Work through lectures and embedded quizzes 11.1 through 11.17, “HMMs and Filters,” from the online Stanford AI class, starting here:


1. In the Bayes Rule formula, instead of dividing by the denominator, the expression is often developed as a product with the factor η.

  • What is the English phonetic spelling / pronunciation of this Greek character?
  • What is its role in Bayes Rule calculations?

2. Figure 2.2 on page 25 of PR shows a dynamic Bayes network with three variables: x, u, and z.

  • What is represented by each of these three variables? Hint: the answer is in the caption; you just have to match up the variables to

what they represent.

  • What is the significance that u and z are shaded, while x is not?

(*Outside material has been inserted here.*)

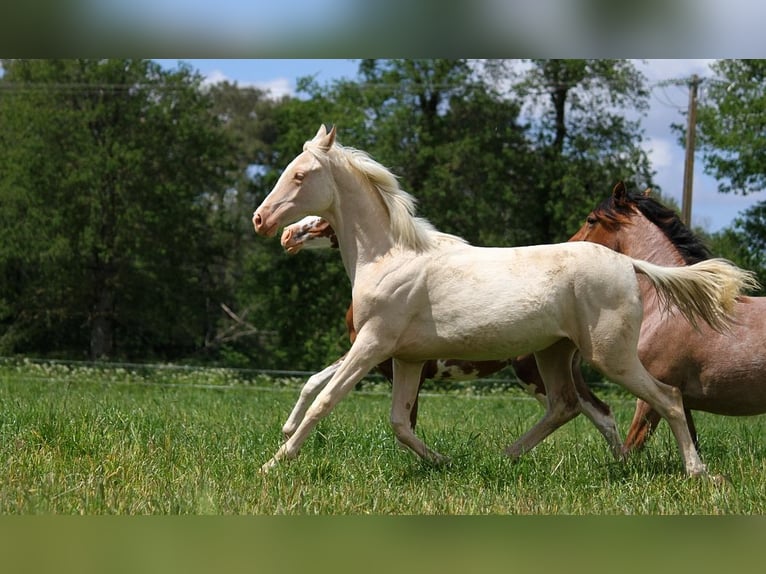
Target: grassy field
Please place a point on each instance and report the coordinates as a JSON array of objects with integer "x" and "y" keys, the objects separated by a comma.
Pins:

3. In Exercise 2 on page 36 of PR:

  • Solve (a).
  • Write code for the simulator as suggested in (b), generating a simulated Markov process. You may use any language you like, but Python or C++ is suggested as those are the languages we will be using with ROS.
  • Based on running your code, answer (c).
  • Solve (f).

4. Follow along with the belief update calculations in section 2.4.2.

Based on this algorithm, write a program that can perform the act- predict-measure-update loop iteratively.

Program the robot to alternately take do_nothing and push actions.

How many time steps will it take for the robot to believe with 0.9999 (or higher) probability that the door is open? Turn in your code and explain how you got your answer.